Après les incendies, Los Angeles menacée par des coulées de boue… et par Trump
Alors que Los Angeles tente de se relever d’incendies dévastateurs, une autre menace se profile : celle de voir Donald Trump suspendre les aides fédérales vitales pour sa reconstruction. Le président américain a récemment laissé entendre que ces fonds, pourtant cruciaux, pourraient être conditionnés à des exigences politiques et environnementales controversées.

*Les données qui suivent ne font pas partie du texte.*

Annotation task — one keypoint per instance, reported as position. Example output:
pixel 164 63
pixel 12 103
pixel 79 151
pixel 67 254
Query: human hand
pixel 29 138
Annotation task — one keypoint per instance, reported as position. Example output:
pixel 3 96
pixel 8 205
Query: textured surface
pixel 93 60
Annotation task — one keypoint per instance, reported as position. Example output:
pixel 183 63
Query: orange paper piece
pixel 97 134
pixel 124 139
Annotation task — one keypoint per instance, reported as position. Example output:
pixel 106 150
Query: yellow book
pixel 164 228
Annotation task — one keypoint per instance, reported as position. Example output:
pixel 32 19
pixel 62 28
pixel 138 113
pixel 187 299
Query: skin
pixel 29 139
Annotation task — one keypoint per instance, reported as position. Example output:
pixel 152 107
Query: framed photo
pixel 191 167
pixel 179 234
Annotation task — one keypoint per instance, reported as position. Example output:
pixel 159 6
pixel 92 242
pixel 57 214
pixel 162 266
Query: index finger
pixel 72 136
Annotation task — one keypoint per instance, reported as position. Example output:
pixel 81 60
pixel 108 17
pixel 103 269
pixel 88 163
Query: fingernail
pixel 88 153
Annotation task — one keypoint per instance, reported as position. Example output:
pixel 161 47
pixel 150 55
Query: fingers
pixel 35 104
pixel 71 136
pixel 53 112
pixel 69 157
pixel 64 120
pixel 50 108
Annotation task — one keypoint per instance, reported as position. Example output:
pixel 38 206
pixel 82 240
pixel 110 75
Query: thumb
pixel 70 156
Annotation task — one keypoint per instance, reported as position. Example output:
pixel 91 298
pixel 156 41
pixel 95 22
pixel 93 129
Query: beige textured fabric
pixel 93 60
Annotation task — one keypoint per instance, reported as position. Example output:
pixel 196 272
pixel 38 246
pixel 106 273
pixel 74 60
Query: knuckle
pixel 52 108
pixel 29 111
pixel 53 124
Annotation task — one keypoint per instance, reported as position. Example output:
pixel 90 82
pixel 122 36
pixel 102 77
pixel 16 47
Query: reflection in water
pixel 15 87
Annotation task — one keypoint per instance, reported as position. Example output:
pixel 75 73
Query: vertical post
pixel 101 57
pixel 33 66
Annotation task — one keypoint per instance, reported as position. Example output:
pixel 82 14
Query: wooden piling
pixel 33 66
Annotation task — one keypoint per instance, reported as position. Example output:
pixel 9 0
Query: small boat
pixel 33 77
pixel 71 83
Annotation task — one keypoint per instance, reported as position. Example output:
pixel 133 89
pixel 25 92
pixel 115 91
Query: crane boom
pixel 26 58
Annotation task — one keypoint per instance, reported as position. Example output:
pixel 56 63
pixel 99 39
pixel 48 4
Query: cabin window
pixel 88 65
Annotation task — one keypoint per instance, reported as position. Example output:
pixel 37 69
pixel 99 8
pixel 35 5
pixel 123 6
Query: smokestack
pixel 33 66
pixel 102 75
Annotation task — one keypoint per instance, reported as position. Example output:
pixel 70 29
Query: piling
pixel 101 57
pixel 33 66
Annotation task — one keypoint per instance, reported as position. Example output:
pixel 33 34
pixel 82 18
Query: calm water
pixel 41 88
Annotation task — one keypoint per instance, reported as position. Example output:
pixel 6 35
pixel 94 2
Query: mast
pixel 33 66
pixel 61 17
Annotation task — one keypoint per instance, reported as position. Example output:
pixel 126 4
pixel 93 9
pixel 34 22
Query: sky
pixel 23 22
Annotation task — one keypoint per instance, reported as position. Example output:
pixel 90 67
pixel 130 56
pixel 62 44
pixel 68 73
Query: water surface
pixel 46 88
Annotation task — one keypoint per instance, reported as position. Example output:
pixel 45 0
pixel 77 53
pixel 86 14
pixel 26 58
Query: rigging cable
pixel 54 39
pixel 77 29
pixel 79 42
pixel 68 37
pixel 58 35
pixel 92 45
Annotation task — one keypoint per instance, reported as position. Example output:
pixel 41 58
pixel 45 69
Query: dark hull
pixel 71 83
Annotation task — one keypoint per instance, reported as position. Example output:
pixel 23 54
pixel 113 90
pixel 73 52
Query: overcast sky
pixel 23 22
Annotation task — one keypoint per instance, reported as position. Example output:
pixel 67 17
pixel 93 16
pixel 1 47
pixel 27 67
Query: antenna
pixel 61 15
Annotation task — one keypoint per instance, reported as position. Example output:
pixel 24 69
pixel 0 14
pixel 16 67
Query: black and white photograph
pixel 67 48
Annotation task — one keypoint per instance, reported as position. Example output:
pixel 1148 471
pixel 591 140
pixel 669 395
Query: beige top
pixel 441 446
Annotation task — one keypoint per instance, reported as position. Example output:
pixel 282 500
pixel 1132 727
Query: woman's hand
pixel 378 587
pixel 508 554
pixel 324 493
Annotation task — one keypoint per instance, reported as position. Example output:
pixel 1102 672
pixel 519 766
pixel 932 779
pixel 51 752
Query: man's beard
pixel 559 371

Depuis des semaines, plus de 4.000 pompiers luttent sans relâche à Los Angeles contre des flammes alimentées par des vents violents et une sécheresse extrême. Les incendies, qui ont tué près d’une trentaine de personnes et détruit des milliers d’hectares, laissent derrière eux un terrain propice à des coulées de boue et à des glissements de terrain dans les zones ravagées.
De nouvelles catastrophes
Les précipitations attendues dans les prochains jours, bien qu’indispensables, pourraient provoquer des catastrophes supplémentaires. Dans le comté de Los Angeles, des ouvriers ont préparé des sacs de sable, du gravier et des barrières en béton qui pourront être déployés en cas de fortes pluies.
“Sans végétation pour ancrer le sol, les fortes précipitations peuvent entraîner des coulées de débris soudaines et rapides, qui peuvent détruire des maisons, bloquer des routes et poser de graves risques pour la vie et les biens”, a averti le gouverneur de Californie, Gavin Newsom.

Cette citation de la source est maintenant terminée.